Восемь недель истекли, но профессор Мак-Леод не изгнал двух нахлебников из своей лаборатории: то ли демонстрировал широту души, то ли забыл о них, отправившись с визитом в Европу. Им даже удалось раздобыть собак для опытов, но Беста сняли с ассистентского жалованья, и ему пришлось брать взаймы у Бантинга — а тот сам сидел практически без средств. Так вот они и дожили до 27 июля, до исторического дня, когда Бантинг извлек атрофированную железу у одной собаки, растер в ступке, добавил физиологический раствор, профильтровал экстракт и ввел его другому псу, умирающему от диабета. И свершилось чудо: пес ожил, поднялся на ноги и пошел! Правда, на следующий день он околел, а Бантинг погрузился в мрачные расчеты: получалось, чтобы продлить жизнь одной больной собаке на восемь дней, нужно прооперировать и забить пяток с атрофированными железами. Очень неэкономичный способ для получения айлетина! Айлетин — это название, придуманное Бантингом для «активного начала» или «фактора Х»; оно происходит от английского слова «айленд» — «остров», и напоминает, что препарат получен из островков Лангерганса.

Нам не встретились у де Крюи упоминания о том, что Бантингу было известно о работах Соболева. Версия де Крюи совсем иная: он пишет, что Бантинг, озабоченный тем, как производить айлетин в больших количествах, вспомнил о статье одного физиолога, в которой отмечалось, что у младенцев вполне сформирован островковый аппарат, тогда как ткани поджелудочной железы, производящие пищеварительный сок, еще недоразвиты. Основываясь на этом, Бантинг решил, что самый подходящий источник айлетина — железы новорожденных телят, и эта идея привела его прямиком на скотобойню.

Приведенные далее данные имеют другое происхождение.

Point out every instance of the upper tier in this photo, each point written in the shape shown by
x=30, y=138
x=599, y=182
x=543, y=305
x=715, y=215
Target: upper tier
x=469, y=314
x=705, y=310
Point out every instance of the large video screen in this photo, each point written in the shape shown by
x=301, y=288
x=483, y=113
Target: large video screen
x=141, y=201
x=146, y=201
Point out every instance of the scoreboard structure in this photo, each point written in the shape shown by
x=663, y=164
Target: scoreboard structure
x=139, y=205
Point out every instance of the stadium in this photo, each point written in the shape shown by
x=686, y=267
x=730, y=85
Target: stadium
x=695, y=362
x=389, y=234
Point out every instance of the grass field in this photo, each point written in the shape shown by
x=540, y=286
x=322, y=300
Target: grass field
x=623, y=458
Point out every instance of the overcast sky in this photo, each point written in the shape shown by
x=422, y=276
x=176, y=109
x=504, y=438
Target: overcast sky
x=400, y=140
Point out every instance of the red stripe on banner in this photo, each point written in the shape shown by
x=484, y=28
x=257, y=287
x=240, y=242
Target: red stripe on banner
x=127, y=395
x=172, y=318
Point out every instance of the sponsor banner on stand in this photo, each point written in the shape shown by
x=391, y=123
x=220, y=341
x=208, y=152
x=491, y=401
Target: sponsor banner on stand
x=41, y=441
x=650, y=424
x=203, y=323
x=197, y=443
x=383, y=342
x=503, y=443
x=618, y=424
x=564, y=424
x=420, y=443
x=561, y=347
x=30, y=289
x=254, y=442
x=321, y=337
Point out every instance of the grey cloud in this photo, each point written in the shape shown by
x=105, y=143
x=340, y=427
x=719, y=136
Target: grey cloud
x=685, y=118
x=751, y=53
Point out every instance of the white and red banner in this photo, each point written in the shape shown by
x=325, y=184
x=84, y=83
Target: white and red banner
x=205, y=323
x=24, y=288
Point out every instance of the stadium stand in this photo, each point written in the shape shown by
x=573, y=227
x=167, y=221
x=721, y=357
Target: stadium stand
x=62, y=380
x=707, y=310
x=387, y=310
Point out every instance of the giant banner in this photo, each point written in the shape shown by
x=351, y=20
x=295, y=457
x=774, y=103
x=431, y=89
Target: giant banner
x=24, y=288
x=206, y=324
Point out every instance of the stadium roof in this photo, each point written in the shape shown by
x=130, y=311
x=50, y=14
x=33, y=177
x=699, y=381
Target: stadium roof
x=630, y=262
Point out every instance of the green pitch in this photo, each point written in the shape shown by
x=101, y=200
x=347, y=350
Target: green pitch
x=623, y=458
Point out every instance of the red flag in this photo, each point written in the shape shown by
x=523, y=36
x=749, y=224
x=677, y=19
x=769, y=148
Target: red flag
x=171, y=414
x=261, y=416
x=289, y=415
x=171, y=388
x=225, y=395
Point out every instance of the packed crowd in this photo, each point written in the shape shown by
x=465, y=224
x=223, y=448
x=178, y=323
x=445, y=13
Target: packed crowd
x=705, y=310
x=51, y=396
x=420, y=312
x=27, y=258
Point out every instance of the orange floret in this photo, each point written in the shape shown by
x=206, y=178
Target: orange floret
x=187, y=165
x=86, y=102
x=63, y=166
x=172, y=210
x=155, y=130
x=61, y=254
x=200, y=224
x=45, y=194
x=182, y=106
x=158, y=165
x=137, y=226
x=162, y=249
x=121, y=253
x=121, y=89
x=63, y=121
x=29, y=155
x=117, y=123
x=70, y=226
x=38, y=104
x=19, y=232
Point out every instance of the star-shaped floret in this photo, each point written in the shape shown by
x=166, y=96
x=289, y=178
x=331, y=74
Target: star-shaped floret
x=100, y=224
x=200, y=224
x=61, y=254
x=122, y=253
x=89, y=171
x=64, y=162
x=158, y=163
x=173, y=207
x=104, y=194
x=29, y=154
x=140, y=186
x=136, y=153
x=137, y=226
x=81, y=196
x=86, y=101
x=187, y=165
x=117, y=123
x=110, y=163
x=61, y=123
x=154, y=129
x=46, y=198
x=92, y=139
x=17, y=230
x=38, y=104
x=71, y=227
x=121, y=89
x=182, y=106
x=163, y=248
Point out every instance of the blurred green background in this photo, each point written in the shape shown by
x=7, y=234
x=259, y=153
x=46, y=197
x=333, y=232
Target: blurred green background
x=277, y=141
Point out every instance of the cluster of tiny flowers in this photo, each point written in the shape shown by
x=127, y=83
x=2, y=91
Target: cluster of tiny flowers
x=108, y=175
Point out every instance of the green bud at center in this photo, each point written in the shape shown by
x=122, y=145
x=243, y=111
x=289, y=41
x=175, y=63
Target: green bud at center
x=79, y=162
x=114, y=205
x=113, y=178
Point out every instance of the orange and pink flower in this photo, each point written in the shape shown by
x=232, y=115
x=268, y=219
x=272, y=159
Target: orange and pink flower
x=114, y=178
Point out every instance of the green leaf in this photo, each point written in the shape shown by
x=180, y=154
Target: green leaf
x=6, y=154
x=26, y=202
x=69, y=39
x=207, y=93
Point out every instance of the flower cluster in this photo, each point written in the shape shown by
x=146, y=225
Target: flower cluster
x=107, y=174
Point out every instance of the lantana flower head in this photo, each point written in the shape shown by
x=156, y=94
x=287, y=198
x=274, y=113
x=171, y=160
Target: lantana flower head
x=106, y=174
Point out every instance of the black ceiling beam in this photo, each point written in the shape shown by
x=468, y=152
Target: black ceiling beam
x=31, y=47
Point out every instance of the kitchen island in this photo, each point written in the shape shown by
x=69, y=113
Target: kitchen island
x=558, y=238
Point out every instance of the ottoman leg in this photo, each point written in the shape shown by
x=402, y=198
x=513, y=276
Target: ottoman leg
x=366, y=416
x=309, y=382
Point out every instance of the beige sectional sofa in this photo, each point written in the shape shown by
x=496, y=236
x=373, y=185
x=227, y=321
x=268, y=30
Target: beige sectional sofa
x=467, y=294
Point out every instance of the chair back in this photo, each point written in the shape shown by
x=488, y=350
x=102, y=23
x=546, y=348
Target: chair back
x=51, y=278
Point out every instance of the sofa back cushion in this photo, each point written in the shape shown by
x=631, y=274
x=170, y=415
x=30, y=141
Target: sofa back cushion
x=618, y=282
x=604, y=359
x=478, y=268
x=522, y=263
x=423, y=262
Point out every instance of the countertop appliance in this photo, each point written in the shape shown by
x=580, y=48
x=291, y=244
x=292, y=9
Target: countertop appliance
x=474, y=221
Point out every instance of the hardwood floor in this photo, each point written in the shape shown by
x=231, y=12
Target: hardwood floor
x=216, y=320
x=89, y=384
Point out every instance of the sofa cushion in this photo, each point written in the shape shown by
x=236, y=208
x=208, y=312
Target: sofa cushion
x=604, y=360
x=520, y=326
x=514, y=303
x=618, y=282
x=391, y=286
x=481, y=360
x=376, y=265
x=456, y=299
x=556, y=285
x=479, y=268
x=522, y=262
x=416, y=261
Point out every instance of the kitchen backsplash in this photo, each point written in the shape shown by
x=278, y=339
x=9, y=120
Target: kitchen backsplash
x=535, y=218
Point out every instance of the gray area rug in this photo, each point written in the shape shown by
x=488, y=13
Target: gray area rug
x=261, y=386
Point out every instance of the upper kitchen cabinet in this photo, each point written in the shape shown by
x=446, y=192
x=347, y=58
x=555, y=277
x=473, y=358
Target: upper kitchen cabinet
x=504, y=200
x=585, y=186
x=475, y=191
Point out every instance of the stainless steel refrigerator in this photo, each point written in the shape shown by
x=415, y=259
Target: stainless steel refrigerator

Мысль оказалась превосходной, и к ноябрю Бантинг с Бестом разработали способ экстракции айлетина из телячьих желез, а в январе следующего, 1922 года, у них уже была собака-диабетик, прожившая на инъекциях 70 дней (тот самый пес, о котором пишет Бест в своей статье). Все это время профессор Мак-Леод их не тревожил, но они сидели без гроша, будучи на пороге великого открытия. Выручил другой профессор, некий Гендерсон — предоставил Бантингу синекуру на своей кафедре, и эти небольшие средства шли на жилье, питание и покупку телячьих желез.

Пришел черед испытаний айлетина на людях, и Бантинг, действуя в лучших медицинских традициях, вколол препарат себе, затем — Бесту и, наконец, нескольким тяжелым больным в Центральном госпитале Торонто. Интересно отметить, что де Крюи ни словом не упоминает о Леонарде Томпсоне, сыне американского миллионера, и мы полагаем, что история с этим мальчиком нуждается в дополнительном расследовании. Был ли он первым в мире больным, которому ввели инсулин? Где и как это документально зафиксировано? Пока это нам не известно.

Зато де Крюи весьма подробно рассказывает о Джо Джилкристе, земляке Бантинга и его однокашнике по учебе на медицинском факультете. Джилкрист заболел диабетом, и, поскольку сам являлся врачом, понимал неизбежность смерти — а она приближалась семимильными шагами: он едва таскал ноги от истощения.